The success of wireless communications all around the world has also led to massive infrastructural expansion resulting in new cell towers and base stations. As these networks and the volume of information they handle, grows, they will consume an increasingly hefty amount of power, some of which will go to powering the system as it’s supposed to, but much of which is lost as heat due to energy inefficiency. This is a problem both for companies such as mobile network operators, which have to pay large utility bills to cover their operational costs, and for society at large, as the sector’s greenhouse gas emissions rise.
These concerns caused MIT researchers to look into this area. Omer Tanovic, a PhD candidate in the Department of Electrical Engineering and Computer Science is now working on this real-world problem of power efficiency in wireless operations. Most of the projects Omer has worked on at MIT seek to design signal processing systems, optimized to different measures, that will increase power efficiency while ensuring that the output signal (what you hear when talking to someone on the phone, for instance) is true to the original input (what was said by the person on the other end of the call).
His latest project seeks to address the power efficiency problem by decreasing the peak-to-average power ratio (PAPR) of wireless communication signals. In the broadest sense, PAPR is an indirect indicator of how much power is required to send and receive a clear signal across a network. The lower this ratio is, the more energy-efficient the transmission. Namely, much of the power consumed in cellular networks is dedicated to power amplifiers, which collect low-power electronic input and convert it to a higher-power output, such as picking up a weak radio signal generated inside a cell phone and amplifying it so that, when emitted by an antenna it is strong enough to reach a cell tower.
This ensures that the signal is robust enough to maintain an adequate signal-to-noise ratio over the communication link. Power amplifiers are at their most efficient when operating near their saturation level, at maximum output power.
However, because cellular network technology has evolved in a way that accommodates a huge volume and variety of information across the network — resulting in far less uniform signals than in the past — modern communication standards require signals with big peak-to-average power ratios. This means that a radio frequency transmitter must be designed such that the underlying power amplifier can handle peaks much higher than the average power being transmitted, and therefore, most of the time, the power amplifier is working inefficiently — far from its saturation level.
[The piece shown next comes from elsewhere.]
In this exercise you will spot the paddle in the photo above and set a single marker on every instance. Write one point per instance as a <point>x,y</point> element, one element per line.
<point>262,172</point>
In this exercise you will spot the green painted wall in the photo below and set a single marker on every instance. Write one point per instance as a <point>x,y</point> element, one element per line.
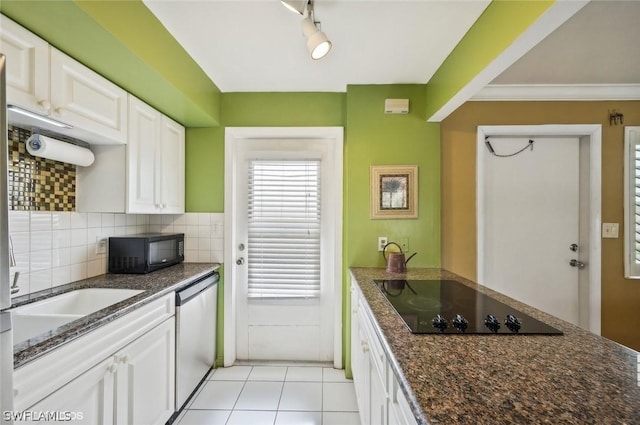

According to Omer, every cell tower has to have some kind of PAPR reduction algorithm in place in order to operate. But the algorithms they use are developed with little or no guaranties on improving system performance. A common conception is that optimal algorithms, which would certainly improve system performance, are either too expensive to implement — in terms of power or computational capacity — or cannot be implemented at all.
Omer, who is supervised by LIDS (Laboratory for Information and Decision Systems) Professor Alexandre Megretski, designed an algorithm that can decrease the PAPR of a modern communication signal, which would allow the power amplifier to operate closer to its maximum efficiency, thus reducing the amount of energy lost in the process. To create this system he first considered it as an optimization problem, the conditions of which meant that any solution would not be implementable, as it would require infinite latency, meaning an infinite delay before transmitting the signal. However, Omer showed that the underlying optimal system, even though of infinite latency, has a desirable fading-memory property, and so he could create an approximation with finite latency — an acceptable lag time.
From this, he developed a way to best approximate the optimal system. The approximation, which is implementable, allows tradeoffs between precision and latency, so that real-time realizations of the algorithm can improve power efficiency without adding too much transmission delay or too much distortion to the signal. Omer applied this system using standardized test signals for 4G communication and found that, on average, he could get around 50 percent reduction in the peak-to-average power ratio while satisfying standard measures of quality of digital communication signals.
Omer’s algorithm, along with improving power efficiency, is also computationally efficient. According to him, this is important in order to ensure that the algorithm is not just theoretically implementable, but also practically implementable, once again stressing that abstract mathematical solutions are only valuable if they cohere to real-world parameters. Microchip real estate in communications is a limited commodity, so the algorithm cannot take up much space, and its mathematical operations have to be executed quickly, as latency is a critical factor in wireless communications. Omer believes that the algorithm could be adapted to solve other engineering problems with similar frameworks, including envelope tracking and model predictive control.
At MIT, Omer has taught both undergraduate and graduate-level courses, including as an instructor-G, an appointment only given to advanced students who have demonstrated teaching expertise. He has won two teaching awards, the MIT School of Engineering Graduate Student Extraordinary Teaching and Mentoring Award in 2018 and the MIT EECS Carlton E. Tucker Teaching Award in 2017.